The composite ageostrophic wind shown in Fig. 3a was calculated by subtracting the transect normal wind (Fig. 2a) from the transect normal geostrophic wind (Fig. 3b) for each of the 24 transects individually, normalizing by height, and compositing using the same procedures described previously. One can readily draw four conclusions from Fig. 3: (i) the LLJ is supergeostrophic immediately ahead of the cold front; (ii) both the frontal zone and upper-level jet (not shown) are subgeostrophic, the latter being expected from gradient wind balance for flow around a trough; (iii) the near-surface wind is subgeostrophic, likely a result of frictional drag, though this is not substantiated in the present work; and (iv) the transect-normal flow is nearly in geostrophic balance outside of the regions mentioned in (i), (ii), and (iii). The composite transect indicates that the ageostrophic component of the LLJ (termed the AgLLJ) has a smaller transect-parallel width scale (≈100 km) than that of the AR (≈500 km). It is likely that the transect-normal length scale of the AgLLJ is similar to the length scale of the AR (on order of 1000 km) since, when combined, the transects collectively sample all areas along the AR (see Fig. 1). However, it cannot be ruled out that the ageostrophy occurs in most of the cases merely because each flight strategically targeted meteorologically similar regions of strong water vapor transport.

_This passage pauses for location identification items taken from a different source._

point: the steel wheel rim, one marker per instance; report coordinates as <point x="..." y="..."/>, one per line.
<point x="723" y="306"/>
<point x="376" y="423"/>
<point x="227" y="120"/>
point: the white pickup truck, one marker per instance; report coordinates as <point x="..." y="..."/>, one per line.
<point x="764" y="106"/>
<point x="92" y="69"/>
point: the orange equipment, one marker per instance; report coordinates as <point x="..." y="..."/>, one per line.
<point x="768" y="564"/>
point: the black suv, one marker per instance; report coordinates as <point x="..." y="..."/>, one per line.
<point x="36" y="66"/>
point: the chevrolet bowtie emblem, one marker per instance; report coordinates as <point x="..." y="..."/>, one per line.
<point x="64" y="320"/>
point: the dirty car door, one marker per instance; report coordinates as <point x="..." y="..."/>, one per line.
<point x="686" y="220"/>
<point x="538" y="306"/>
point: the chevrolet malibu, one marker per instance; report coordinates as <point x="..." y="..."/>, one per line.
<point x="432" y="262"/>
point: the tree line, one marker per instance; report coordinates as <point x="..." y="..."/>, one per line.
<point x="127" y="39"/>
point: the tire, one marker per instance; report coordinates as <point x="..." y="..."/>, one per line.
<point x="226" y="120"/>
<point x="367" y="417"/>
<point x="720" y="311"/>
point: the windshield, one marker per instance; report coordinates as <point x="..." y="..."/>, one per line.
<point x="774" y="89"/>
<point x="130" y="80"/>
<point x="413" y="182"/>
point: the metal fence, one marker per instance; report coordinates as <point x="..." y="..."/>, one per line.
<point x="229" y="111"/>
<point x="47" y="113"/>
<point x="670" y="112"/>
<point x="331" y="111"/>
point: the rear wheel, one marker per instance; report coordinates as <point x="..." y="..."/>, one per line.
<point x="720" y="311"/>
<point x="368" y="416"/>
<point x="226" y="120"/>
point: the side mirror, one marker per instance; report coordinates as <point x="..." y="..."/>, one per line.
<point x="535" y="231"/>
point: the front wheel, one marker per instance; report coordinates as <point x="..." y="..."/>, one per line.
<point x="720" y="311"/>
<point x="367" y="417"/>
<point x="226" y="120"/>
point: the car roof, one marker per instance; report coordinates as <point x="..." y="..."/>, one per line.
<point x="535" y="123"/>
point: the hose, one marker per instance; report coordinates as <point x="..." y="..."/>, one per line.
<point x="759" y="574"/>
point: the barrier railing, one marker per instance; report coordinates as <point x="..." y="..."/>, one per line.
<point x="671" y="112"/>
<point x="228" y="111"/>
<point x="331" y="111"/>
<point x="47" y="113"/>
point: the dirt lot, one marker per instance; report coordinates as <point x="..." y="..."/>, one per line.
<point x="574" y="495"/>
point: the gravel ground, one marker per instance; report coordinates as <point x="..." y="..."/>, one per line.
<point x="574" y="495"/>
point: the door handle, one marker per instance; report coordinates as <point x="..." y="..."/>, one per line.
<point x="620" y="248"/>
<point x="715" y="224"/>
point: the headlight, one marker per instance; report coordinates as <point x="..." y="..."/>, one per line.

Two different statistical significance tests are applied to the AgLLJ feature. The first is a two tailed binomial distribution test using a 50% probability of success (either positive or negative ageostrophy) to determine the likelihood that the 21 of 24 cases of positive ageostrophy could have occurred by chance. The hatching in Fig. 3 shows the regions of statistical significance to the 99.5th percentile for this test, highlighting the extreme degree of confidence that the AgLLJ does not merely result from sampling variability (more information is provided in Fig. S1 in the online supplemental material). The second test is a two-tail standard Student’s t test at the 95th percentile level that, unlike the previous test, accounts for the magnitude of the ageostrophy. It results in a pattern of statistical significance (not shown) very similar to that of the Boolean test in that both the AgLLJ and the surface subgeostrophy are found to be statistically significant regions. We do not report on field significance since the field in question (transect-normal wind speed) exhibits only two spatial degrees of freedom (Livezey and Chen 1983). This is because the wind speed at the LLJ center grid cell is highly correlated (>0.7) to the wind speed at all other grid cells among the transects.

Figure 4 shows distributions of the transect-normal ageostrophic wind speed, ageostrophic percentage of the total transect-normal wind, and height above sea level of the ageostrophic wind calculated from the LLJ profiles. Since the study is focused on the positive ageostrophy of the LLJ, the averages of each distribution in the upper-left corner of each plot in Fig. 4 do not account for the three cases of negative ageostrophy. For the 21 positively ageostrophic cases, the average transect normal ageostrophy is 6 m s⁻¹, the percentage of ageostrophy in the total transect normal wind speed is 20%, and the height above sea level of the ageostrophy is 1 km. The distributions provide a sense of variance not incorporated in Fig. 3 and also demonstrate that the composite transects are characteristic of the majority of the samples.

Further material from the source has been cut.